Réflexions sur l’assignation à l’atypique

Ou l’art au risque de nouveaux “sauvages” : les prisonniers !

Christian Ruby *

 

 

            Contribution orale à un débat de sociologie de la culture, le 3 novembre 2014. Mais cette contribution a subi un changement de forme, passant de l’expression orale à l’expression écrite, afin de s’ouvrir à un nouveau public.

La question posée : Comment aborder les publics atypiques ?

 

 

“Atypique”, ce terme faussement sociologique employé désormais dans le cadre des réflexions sur le public des arts et de la culture, est très certainement un adjectif destiné à produire ou témoigner d’un contraste, lequel se donne à lire plus clairement dans le choc entre public “compétent”, “courant” et “improbable”. Ce qui peut encore se traduire par la hiérarchie, fréquemment en usage, entre public connaisseur, grand public et public “atypique”. Il en va ainsi de ces catégories de classement de l’administration esthétique – y compris de l’ancienne catégorie de “non-public” (Francis Jeanson/Jean Vilar) – , lesquelles ne concernent pas l’appropriation privée mais publique des oeuvres d’art et de culture.

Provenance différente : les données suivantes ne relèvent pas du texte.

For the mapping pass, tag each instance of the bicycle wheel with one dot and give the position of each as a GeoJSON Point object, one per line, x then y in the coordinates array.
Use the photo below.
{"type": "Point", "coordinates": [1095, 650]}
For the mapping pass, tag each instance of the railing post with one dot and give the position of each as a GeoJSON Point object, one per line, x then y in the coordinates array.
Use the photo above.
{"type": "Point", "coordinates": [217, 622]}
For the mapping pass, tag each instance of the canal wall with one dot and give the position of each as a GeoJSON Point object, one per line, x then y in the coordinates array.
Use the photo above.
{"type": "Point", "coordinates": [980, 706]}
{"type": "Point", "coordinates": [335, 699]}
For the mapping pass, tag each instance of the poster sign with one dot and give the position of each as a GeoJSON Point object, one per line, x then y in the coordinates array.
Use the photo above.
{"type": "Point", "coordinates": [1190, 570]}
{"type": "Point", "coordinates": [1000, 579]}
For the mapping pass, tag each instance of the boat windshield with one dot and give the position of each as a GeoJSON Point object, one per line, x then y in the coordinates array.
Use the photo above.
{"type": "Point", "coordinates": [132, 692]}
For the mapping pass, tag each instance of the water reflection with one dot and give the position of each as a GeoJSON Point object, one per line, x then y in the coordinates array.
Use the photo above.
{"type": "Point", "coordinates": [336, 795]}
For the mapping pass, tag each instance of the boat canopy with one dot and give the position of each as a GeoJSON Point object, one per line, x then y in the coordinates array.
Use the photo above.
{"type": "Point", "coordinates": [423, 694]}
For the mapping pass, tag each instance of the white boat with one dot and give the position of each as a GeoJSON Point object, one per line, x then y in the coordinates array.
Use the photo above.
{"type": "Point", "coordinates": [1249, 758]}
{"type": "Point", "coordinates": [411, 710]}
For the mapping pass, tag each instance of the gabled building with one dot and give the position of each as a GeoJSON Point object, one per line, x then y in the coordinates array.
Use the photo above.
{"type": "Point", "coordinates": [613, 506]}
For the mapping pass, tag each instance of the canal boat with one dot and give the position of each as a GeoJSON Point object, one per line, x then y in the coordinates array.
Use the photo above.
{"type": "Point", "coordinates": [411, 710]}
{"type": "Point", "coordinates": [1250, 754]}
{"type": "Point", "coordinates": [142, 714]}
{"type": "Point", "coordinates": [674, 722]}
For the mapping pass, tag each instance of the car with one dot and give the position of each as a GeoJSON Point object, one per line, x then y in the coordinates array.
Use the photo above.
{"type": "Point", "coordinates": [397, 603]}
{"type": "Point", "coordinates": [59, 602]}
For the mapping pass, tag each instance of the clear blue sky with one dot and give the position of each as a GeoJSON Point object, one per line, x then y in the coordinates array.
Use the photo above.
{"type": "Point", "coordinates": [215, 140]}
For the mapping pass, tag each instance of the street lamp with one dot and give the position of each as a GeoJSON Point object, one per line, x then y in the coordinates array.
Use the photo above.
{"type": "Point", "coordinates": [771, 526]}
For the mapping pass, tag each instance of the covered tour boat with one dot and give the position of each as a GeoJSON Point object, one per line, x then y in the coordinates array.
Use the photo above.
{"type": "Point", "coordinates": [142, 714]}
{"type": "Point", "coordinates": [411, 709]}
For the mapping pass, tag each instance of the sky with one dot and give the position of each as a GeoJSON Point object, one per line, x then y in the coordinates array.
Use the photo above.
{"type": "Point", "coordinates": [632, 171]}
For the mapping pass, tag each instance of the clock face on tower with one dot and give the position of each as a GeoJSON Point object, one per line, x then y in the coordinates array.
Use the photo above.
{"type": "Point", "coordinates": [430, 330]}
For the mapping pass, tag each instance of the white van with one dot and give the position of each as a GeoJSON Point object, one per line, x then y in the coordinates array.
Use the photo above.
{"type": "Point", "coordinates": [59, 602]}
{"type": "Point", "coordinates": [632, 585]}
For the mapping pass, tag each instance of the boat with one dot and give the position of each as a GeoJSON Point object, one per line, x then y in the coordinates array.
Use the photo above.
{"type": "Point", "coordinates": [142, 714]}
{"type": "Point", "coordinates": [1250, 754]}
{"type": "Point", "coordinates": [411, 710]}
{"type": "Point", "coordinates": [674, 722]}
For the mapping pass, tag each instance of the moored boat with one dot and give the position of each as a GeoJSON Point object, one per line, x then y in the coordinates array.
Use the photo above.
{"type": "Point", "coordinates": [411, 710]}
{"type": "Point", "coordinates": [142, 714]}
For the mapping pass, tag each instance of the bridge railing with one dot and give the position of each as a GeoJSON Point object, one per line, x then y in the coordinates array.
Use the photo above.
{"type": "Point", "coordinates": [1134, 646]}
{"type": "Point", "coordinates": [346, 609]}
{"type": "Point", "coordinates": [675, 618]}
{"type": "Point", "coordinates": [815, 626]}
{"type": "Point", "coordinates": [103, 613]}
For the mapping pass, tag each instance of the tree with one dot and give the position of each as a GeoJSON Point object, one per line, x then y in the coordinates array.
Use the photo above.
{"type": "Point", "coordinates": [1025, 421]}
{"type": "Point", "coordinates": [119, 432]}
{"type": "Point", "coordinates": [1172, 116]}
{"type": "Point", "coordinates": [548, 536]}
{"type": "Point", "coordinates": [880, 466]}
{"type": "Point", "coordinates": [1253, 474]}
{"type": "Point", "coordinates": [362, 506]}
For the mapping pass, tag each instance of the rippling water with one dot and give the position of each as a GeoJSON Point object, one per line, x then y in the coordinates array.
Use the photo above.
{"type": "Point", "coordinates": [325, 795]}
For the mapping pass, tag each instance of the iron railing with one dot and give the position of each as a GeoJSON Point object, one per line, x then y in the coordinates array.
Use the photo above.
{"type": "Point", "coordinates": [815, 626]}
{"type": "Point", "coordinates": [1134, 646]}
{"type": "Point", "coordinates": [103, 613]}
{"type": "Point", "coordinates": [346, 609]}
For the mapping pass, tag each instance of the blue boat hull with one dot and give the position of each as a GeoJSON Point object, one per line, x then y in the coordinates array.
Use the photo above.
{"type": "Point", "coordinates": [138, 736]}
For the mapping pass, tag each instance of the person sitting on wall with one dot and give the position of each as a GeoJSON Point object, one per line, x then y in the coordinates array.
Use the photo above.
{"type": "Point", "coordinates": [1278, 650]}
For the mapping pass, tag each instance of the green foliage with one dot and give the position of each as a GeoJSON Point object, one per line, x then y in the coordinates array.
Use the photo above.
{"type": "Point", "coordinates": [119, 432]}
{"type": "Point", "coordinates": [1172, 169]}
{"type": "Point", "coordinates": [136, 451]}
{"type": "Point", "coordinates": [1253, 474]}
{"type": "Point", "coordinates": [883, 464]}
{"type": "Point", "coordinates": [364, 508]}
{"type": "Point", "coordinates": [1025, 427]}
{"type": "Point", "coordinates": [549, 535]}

Ce qui peut nous intéresser ou nous inquiéter dans son usage, c’est la politique des arts et de la culture que cet adjectif veut ou permet d’imposer, dans une perspective démocratique. Autrement dit, la politique d’un public assigné et sa manière de rencontrer ou non des trajectoires sociales spécifiques.

En effet, la tension habitant le dispositif culturelo-politique qui découle de cet usage, au sein duquel opère un déploiement de pensées et d’actions de médiation, notamment dans les prisons, les hôpitaux,…, voudrait légitimer une volonté de dépasser tant l’enfermement du public cultivé dans ses rituels que les jouissances rapides du grand public, en proposant d’accéder à d’autres publics, cependant définis le plus souvent par les lieux dans lesquels ils se trouvent captifs (prisons, hôpitaux, écoles,…). Ce qui évidemment pose deux problèmes. Le premier renvoie à un paradoxe : alors que le public (en soi) n’existe pas, dans ces lieux existe bien un quasi-public aisément rassemblable, plus ou moins sur ordre ; le second à un déplacement : le caractère “atypique” du lieu de référence étant reporté sur tel quasi-public. En définitive, il s’agit donc moins de penser un public “atypique” que de penser un public captif dans un lieu “atypique” – et pas le lieu seul, largement exploité par le cinéma ou la photographie, ou aménagé depuis peu pour des expositions – La disparition des lucioles, Avignon 2014, prison Sainte-Anne ; Ernest-Pignon-Ernest et Georges Rousse, Lyon, prison Saint-Paul ; Thomas Boivin, André Castagnini, Jean-Michel Pancin,… -, une fois ce public transféré, en général dans des lieux plus sains et mieux aménagés selon les critères en vigueur -, “atypique” donc, par rapport aux habituels “hauts lieux” de l’art, sans qu’on ose d’ailleurs parler de “bas lieux” de l’art.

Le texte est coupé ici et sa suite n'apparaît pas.